Volver a Joyce

Despertar en una habitación extraña, sin país, sin estación, sin sol reconocible. Tardar algunos minutos en recordar los últimos sucesos, cómo llegaste hasta ahí, quién te acompañó la víspera. Dónde quedó el intermezzo. Dónde las razones. Las circunstancias diluidas. Recuerdas Paris-Texas, donde la vida atropellaba como un vagón de carga y no sabías por qué. Nadie lo sabía. En qué exacto momento se bifurcaban los buenos deseos. Aún no sabes, no quieres saber, mejor despertar no sabiendo y que el día simplemente transcurra. 

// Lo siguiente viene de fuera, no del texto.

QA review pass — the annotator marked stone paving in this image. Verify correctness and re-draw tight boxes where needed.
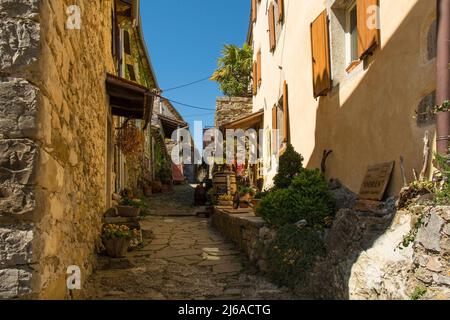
[85,185,294,300]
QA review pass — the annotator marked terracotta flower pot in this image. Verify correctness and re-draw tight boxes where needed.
[103,238,130,258]
[161,184,172,193]
[239,194,251,209]
[152,181,162,193]
[219,200,233,208]
[117,206,140,218]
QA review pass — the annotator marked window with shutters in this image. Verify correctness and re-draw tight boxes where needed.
[268,2,277,52]
[268,0,285,52]
[346,1,359,66]
[123,30,131,54]
[356,0,380,59]
[127,64,136,81]
[311,10,331,98]
[276,97,285,152]
[252,61,258,96]
[256,49,262,87]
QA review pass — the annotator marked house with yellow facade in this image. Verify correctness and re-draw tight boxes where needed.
[248,0,450,195]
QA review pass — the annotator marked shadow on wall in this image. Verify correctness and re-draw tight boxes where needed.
[307,0,436,299]
[307,0,436,195]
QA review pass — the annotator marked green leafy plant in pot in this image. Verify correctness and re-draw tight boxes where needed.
[219,194,233,208]
[239,187,255,208]
[102,224,133,258]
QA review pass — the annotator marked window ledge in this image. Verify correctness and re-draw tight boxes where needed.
[345,60,362,73]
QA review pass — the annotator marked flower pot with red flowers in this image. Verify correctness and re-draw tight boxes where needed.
[219,194,233,208]
[117,198,140,218]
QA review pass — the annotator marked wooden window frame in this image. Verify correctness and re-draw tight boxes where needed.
[268,2,277,53]
[256,49,262,88]
[345,0,359,67]
[310,9,332,98]
[356,0,381,60]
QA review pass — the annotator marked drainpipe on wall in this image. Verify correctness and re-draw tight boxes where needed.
[436,0,450,155]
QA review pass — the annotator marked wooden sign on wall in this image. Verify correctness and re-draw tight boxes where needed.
[359,161,395,201]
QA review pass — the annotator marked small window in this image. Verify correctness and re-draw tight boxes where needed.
[346,2,359,65]
[127,64,136,81]
[123,30,131,54]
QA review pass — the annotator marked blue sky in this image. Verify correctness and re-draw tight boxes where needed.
[141,0,250,129]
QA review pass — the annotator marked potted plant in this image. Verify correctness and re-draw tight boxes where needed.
[158,163,172,193]
[142,181,153,197]
[207,189,218,205]
[117,198,140,218]
[219,194,233,208]
[251,191,266,213]
[239,187,255,208]
[102,224,133,258]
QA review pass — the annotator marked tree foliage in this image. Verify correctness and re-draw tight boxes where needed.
[274,143,304,189]
[257,169,334,229]
[211,44,253,97]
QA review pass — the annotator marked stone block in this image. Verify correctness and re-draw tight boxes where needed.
[0,139,38,215]
[0,227,33,268]
[0,0,40,19]
[0,78,39,138]
[0,269,33,299]
[416,212,444,252]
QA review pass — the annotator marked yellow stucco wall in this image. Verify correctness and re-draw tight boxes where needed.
[253,0,436,195]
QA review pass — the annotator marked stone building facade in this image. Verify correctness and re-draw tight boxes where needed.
[214,97,253,128]
[0,0,158,299]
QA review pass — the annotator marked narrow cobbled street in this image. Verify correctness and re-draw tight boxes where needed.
[86,186,294,300]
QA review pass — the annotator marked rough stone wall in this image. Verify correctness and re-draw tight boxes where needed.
[211,207,450,300]
[215,97,253,128]
[0,0,113,298]
[413,207,450,300]
[0,0,40,298]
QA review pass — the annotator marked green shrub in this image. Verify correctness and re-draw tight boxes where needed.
[435,154,450,205]
[411,286,428,300]
[266,225,325,287]
[274,143,304,189]
[258,169,334,228]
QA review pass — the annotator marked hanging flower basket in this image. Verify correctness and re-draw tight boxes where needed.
[116,121,145,156]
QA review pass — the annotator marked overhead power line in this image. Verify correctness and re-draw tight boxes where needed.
[161,97,216,111]
[162,76,211,92]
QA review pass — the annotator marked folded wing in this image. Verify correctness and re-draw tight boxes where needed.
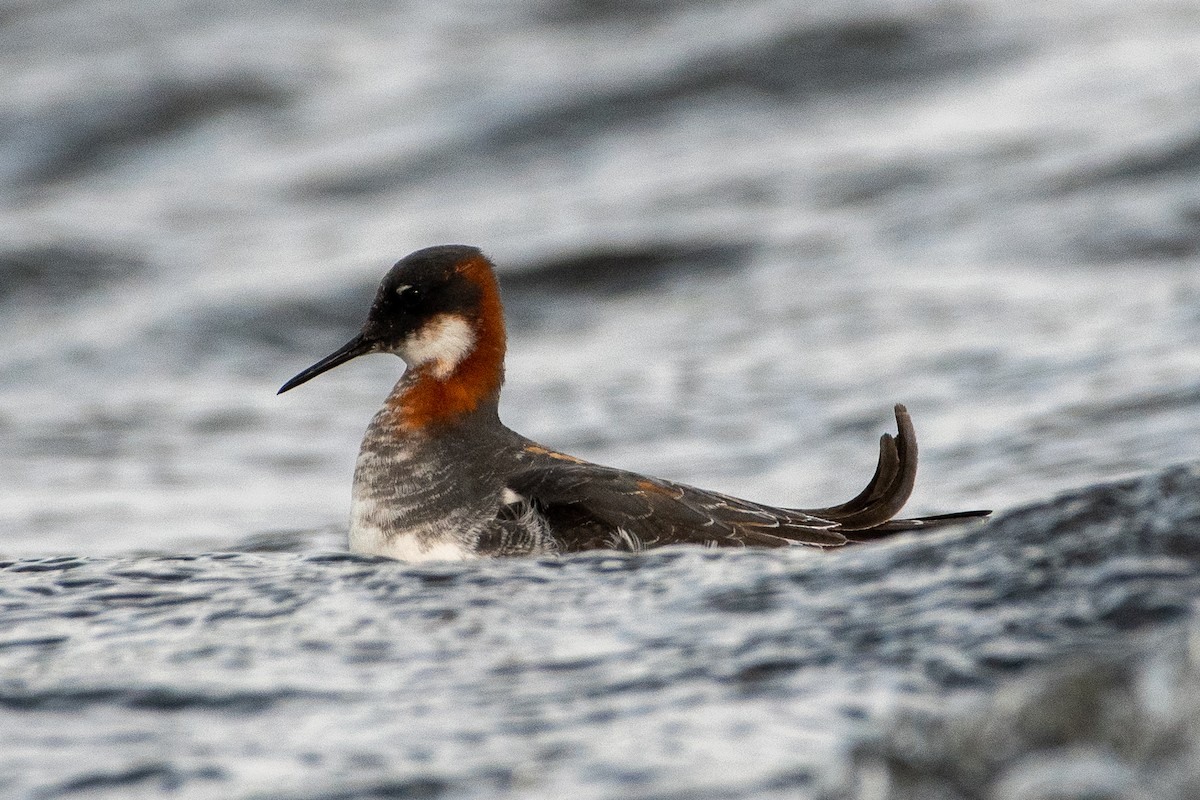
[502,405,988,552]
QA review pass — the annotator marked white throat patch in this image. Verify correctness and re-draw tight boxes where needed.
[400,314,475,378]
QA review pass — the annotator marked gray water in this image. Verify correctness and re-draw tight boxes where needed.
[0,0,1200,798]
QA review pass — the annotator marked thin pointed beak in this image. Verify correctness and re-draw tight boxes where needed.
[275,333,374,395]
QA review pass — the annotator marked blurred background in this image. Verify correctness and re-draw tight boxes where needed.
[0,0,1200,555]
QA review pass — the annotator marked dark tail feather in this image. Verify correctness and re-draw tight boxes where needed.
[844,511,991,542]
[803,403,917,534]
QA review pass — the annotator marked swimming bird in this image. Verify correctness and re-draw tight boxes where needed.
[278,245,989,561]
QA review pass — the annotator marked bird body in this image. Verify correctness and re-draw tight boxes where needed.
[280,245,989,561]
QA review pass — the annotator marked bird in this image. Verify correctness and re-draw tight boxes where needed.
[277,245,990,561]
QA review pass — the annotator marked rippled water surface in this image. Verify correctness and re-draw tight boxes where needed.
[0,0,1200,798]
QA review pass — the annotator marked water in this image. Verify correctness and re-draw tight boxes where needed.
[0,0,1200,796]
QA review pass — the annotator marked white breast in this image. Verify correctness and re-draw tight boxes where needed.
[350,497,479,561]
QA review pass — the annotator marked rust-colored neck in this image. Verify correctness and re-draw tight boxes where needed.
[386,257,506,432]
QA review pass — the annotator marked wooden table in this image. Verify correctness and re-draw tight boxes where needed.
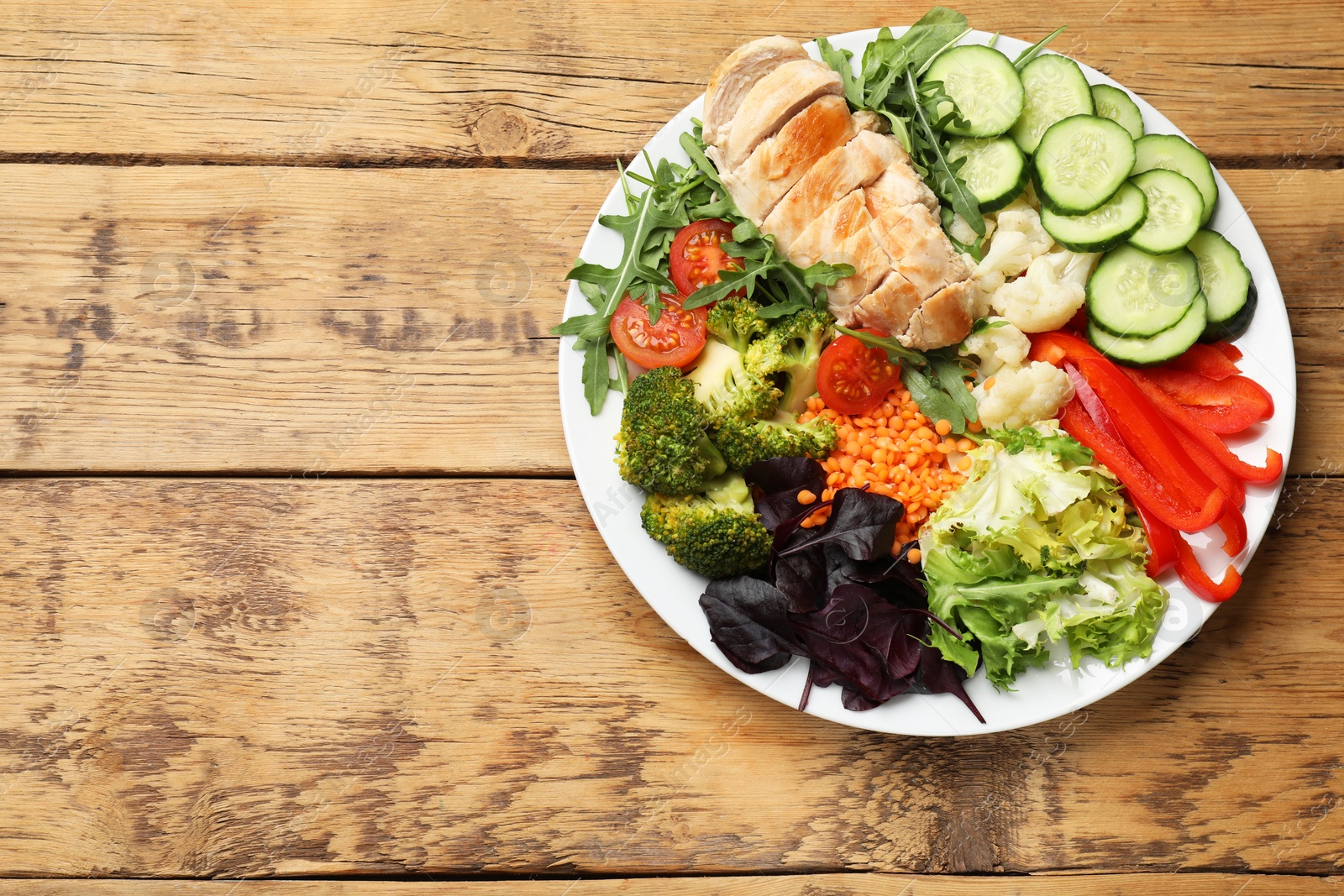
[0,0,1344,896]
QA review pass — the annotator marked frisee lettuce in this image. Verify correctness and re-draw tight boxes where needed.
[919,425,1167,688]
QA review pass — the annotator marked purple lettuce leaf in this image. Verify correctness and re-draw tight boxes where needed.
[701,576,806,673]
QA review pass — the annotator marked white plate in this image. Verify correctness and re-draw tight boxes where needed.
[560,29,1297,736]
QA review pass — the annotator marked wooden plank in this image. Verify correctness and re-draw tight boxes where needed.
[0,165,612,474]
[0,479,1344,876]
[0,0,1344,165]
[0,873,1344,896]
[0,165,1344,474]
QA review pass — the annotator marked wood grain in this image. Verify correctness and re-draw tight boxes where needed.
[0,0,1344,166]
[0,873,1344,896]
[0,165,1344,475]
[0,478,1344,876]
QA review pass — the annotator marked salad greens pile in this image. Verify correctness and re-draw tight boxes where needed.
[551,132,853,415]
[817,7,985,237]
[919,425,1167,688]
[816,7,1063,260]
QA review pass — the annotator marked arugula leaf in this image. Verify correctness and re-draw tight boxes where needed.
[906,69,985,237]
[900,364,966,432]
[898,7,970,69]
[938,206,985,262]
[836,325,979,434]
[816,38,864,106]
[969,317,1008,336]
[1011,25,1068,71]
[916,29,974,78]
[583,336,612,417]
[836,324,929,367]
[925,354,979,430]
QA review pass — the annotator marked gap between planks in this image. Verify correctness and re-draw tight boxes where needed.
[0,148,1344,170]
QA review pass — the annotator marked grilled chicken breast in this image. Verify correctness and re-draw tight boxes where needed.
[869,206,970,298]
[864,156,938,217]
[896,280,979,349]
[761,130,900,252]
[703,38,979,349]
[789,190,872,267]
[717,59,844,170]
[822,226,891,320]
[711,94,856,220]
[854,271,923,334]
[701,35,808,146]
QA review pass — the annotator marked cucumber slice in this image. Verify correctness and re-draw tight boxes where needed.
[1129,168,1205,255]
[1133,134,1218,227]
[1010,54,1093,155]
[1040,183,1147,253]
[1087,246,1199,338]
[948,137,1028,211]
[923,45,1026,137]
[1189,230,1258,343]
[1087,294,1207,367]
[1032,116,1134,215]
[1093,85,1144,139]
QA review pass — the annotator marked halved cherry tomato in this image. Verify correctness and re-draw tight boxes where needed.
[612,296,708,368]
[817,331,900,417]
[668,217,743,296]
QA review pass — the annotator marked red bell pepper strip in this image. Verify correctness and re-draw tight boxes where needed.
[1176,538,1242,603]
[1131,495,1180,579]
[1059,398,1227,532]
[1181,437,1246,508]
[1078,358,1226,516]
[1125,369,1284,484]
[1031,331,1106,367]
[1144,367,1274,435]
[1218,501,1246,558]
[1163,343,1241,380]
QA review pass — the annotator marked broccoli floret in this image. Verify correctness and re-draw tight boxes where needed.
[687,338,780,423]
[640,473,773,579]
[711,417,836,470]
[744,307,836,417]
[616,367,727,495]
[706,298,769,352]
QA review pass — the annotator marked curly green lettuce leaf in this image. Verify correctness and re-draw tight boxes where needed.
[921,427,1167,688]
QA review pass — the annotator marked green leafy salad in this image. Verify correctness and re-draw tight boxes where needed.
[919,425,1167,688]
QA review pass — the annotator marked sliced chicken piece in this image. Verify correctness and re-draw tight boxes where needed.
[719,59,844,170]
[840,271,923,336]
[896,280,979,351]
[761,130,900,254]
[864,156,938,217]
[789,190,872,267]
[869,206,970,298]
[701,35,808,146]
[853,109,891,134]
[712,94,858,220]
[822,227,891,326]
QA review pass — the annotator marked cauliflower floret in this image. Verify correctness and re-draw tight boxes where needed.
[990,249,1100,333]
[973,196,1055,294]
[972,361,1074,428]
[958,317,1031,379]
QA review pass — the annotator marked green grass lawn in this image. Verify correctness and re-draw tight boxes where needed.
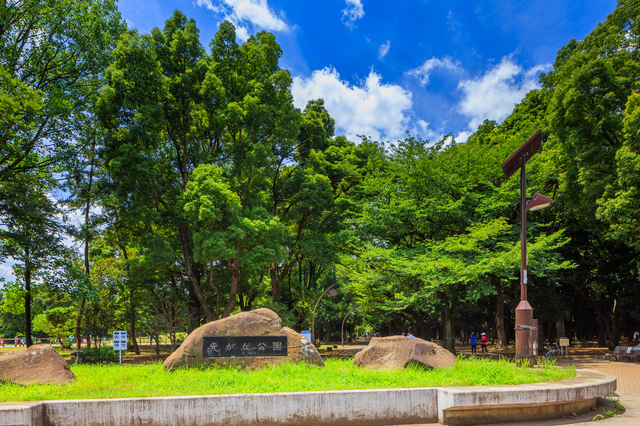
[0,359,576,402]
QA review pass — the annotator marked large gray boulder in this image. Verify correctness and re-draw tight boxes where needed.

Pero sabes, y esa es tu maldita doble cara. Lo sabes aunque cierres los ojos y finjas ante ese parpadeo oscuro. El sol sigue ascendiendo, este sol extraño, opaco, sin perspectiva, que no calienta ni alumbra. Sabes demasiado, y al saber tu corazón estalla de culpa como una bola de cristal lanzada desde un peñasco. Es mejor volver a Joyce y Nabokov. Así le digo a McCaves. Para sobrevivir, para imantar tu pensamiento de lenguas alternas y encontrar el tono para seguir escribiendo nuevas mentiras.